Convention bookings down while plans for hotel heat up

Baltimore officials say intensified competition and a lack of lodging are taking a toll.

December 24, 2004|By Lorraine Mirabella | Lorraine Mirabella,SUN STAFF

Baltimore is forging ahead with a proposed publicly financed convention headquarters hotel - one of the costliest projects ever undertaken by the city - at a time when the convention center's future business is sagging and new competitors are posing an increased threat.

As the city's economic development arm pushes to sell $290 million in tax-exempt bonds to finance a 750-room Hilton, convention center bookings are set to plummet by nearly half in 2006 and sink over the next several years, with just four groups signed up for 2009 - well within the booking window for major conventions.

Meanwhile, Washington's new convention center has sold more than eight times as many hotel nights in 2009 as Baltimore's. Philadelphia has booked at least 50 groups a year through 2008, a year for which Baltimore has seven. That same year, Gaylord National Resorts plans to open an all-inclusive convention resort less than 10 miles from Washington in Prince George's County.

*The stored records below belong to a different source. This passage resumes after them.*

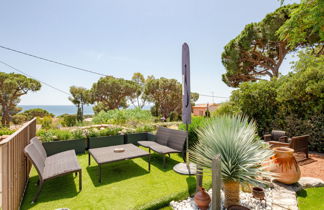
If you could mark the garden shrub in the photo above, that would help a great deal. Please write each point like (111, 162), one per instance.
(145, 128)
(37, 112)
(226, 108)
(46, 122)
(109, 131)
(196, 122)
(294, 102)
(123, 116)
(295, 126)
(258, 101)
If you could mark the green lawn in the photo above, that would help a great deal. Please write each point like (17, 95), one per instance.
(125, 185)
(311, 199)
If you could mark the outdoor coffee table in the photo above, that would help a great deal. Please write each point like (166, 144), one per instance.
(105, 155)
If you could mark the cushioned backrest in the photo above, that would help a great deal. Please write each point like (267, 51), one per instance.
(299, 142)
(275, 134)
(162, 135)
(177, 139)
(39, 146)
(34, 155)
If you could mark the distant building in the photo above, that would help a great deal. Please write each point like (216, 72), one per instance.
(200, 109)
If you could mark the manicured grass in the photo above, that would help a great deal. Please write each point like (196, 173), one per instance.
(311, 199)
(125, 185)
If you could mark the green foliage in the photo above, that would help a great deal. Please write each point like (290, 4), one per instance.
(78, 134)
(294, 103)
(58, 134)
(109, 131)
(80, 97)
(305, 25)
(258, 101)
(166, 94)
(18, 119)
(296, 126)
(227, 108)
(112, 93)
(302, 93)
(242, 152)
(37, 112)
(46, 122)
(257, 51)
(123, 116)
(311, 198)
(145, 128)
(6, 131)
(196, 123)
(139, 98)
(69, 120)
(12, 87)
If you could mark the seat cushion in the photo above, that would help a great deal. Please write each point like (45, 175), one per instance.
(158, 147)
(60, 164)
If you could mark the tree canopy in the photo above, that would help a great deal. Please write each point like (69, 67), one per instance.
(139, 99)
(166, 94)
(305, 25)
(112, 93)
(257, 52)
(79, 97)
(12, 87)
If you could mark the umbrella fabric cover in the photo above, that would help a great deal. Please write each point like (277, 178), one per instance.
(186, 105)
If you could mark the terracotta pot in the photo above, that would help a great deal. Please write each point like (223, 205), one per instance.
(202, 199)
(285, 165)
(246, 187)
(258, 193)
(232, 193)
(237, 207)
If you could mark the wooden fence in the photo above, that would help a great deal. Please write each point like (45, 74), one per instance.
(14, 166)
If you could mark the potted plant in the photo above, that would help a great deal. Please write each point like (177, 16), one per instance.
(242, 153)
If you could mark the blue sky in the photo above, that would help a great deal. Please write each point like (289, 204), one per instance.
(122, 37)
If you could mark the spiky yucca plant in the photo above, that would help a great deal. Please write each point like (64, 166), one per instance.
(242, 153)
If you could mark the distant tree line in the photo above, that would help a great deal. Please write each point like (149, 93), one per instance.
(110, 93)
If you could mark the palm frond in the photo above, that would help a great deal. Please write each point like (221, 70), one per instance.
(242, 152)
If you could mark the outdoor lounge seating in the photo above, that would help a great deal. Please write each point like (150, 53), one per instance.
(276, 135)
(167, 141)
(53, 166)
(298, 143)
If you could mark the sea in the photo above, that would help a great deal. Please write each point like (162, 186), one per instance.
(66, 109)
(59, 109)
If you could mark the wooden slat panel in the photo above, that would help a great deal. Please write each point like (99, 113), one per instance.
(14, 165)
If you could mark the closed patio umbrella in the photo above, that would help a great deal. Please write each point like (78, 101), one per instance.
(186, 168)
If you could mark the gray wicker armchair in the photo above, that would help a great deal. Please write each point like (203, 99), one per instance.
(276, 135)
(298, 143)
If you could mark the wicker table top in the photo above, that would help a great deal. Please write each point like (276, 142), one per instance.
(106, 154)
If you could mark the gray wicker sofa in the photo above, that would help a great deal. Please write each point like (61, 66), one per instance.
(49, 167)
(167, 141)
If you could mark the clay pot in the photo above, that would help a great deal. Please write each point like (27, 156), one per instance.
(258, 193)
(232, 193)
(202, 199)
(237, 207)
(285, 165)
(246, 187)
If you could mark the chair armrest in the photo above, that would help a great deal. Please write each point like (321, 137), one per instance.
(151, 137)
(278, 144)
(283, 139)
(267, 137)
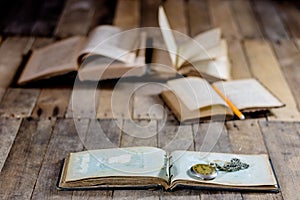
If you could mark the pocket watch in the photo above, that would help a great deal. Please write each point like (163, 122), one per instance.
(203, 171)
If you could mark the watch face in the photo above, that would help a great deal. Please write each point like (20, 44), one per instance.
(204, 171)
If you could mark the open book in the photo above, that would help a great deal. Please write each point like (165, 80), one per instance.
(150, 167)
(104, 54)
(193, 98)
(204, 55)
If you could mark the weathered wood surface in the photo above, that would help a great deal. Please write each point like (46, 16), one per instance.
(40, 126)
(12, 51)
(266, 69)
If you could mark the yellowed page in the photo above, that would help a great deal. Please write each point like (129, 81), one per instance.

Convention officials concede that the intensified competition both in the region and nationwide is taking a toll on Baltimore.

"Am I worried that we have only 28 conventions [in 2006]? Yes ... and we do recognize we are a little behind our booking pace," said Debra Dignan, Baltimore Area Convention and Visitors Association associate vice president for convention sales. "There is so much [space] available out there, and associations think the closer they book, the better deal they'll get."

Gaylord National Resort and Convention Center on the Potomac is viewed as an especially formidable competitor. Scheduled to open the same year as Baltimore's planned four-star Hilton, the resort - the largest to break ground outside Las Vegas - is booking events through 2014.

With a single company in control of 400,000 square feet of exhibition and meeting space, 1,500 hotel rooms, a spa, nightclub and other amenities, Gaylord can undercut competitors with package deals, particularly for customers who also book events at its other resorts in Nashville, Tenn., Orlando and near Dallas.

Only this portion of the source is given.